EFFECT OF INERTIAL ACTUATOR POSITIONING ON VIBRATING PLATES WITH OPENINGS IN VIBRO-ACOUSTIC SYSTEMS

In vibro-acoustic systems, the interaction between structural vibrations and sound radiation is a critical aspect in the design of efficient noise control systems. The presence of openings in vibrating plates further complicates this interaction. This study explores the effect of inertial actuator positioning on the vibro-acoustic behaviour of such plates through experimental analysis. The results suggest that, for fully clamped plates, positioning actuators away from the edges helps mitigate potential issues related to high stress concentrations in these regions. Additionally, positioning actuators too close to each other could lead to interactions that introduce nonlinearities in the plate's vibrational response.

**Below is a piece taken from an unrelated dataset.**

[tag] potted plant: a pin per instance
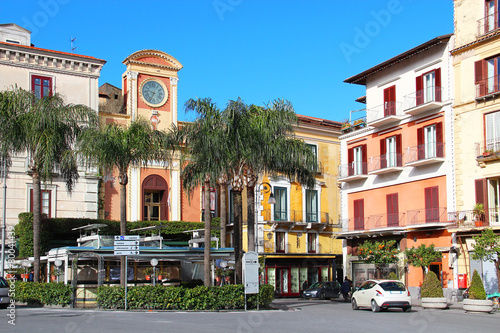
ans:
(478, 212)
(477, 301)
(432, 293)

Strategic placement, with appropriate spacing and consideration of stress-prone areas, appears to improve sound control. Among the tested configurations, a layout with evenly spaced actuators, positioned away from both edges and each other, demonstrated superior control performance, extending performance both in terms of the frequency range and overall noise reduction. These findings highlight the importance of optimizing actuator placement in vibro-acoustic systems, offering practical implications for noise control across various engineering applications, including aerospace, automotive, and structural engineering.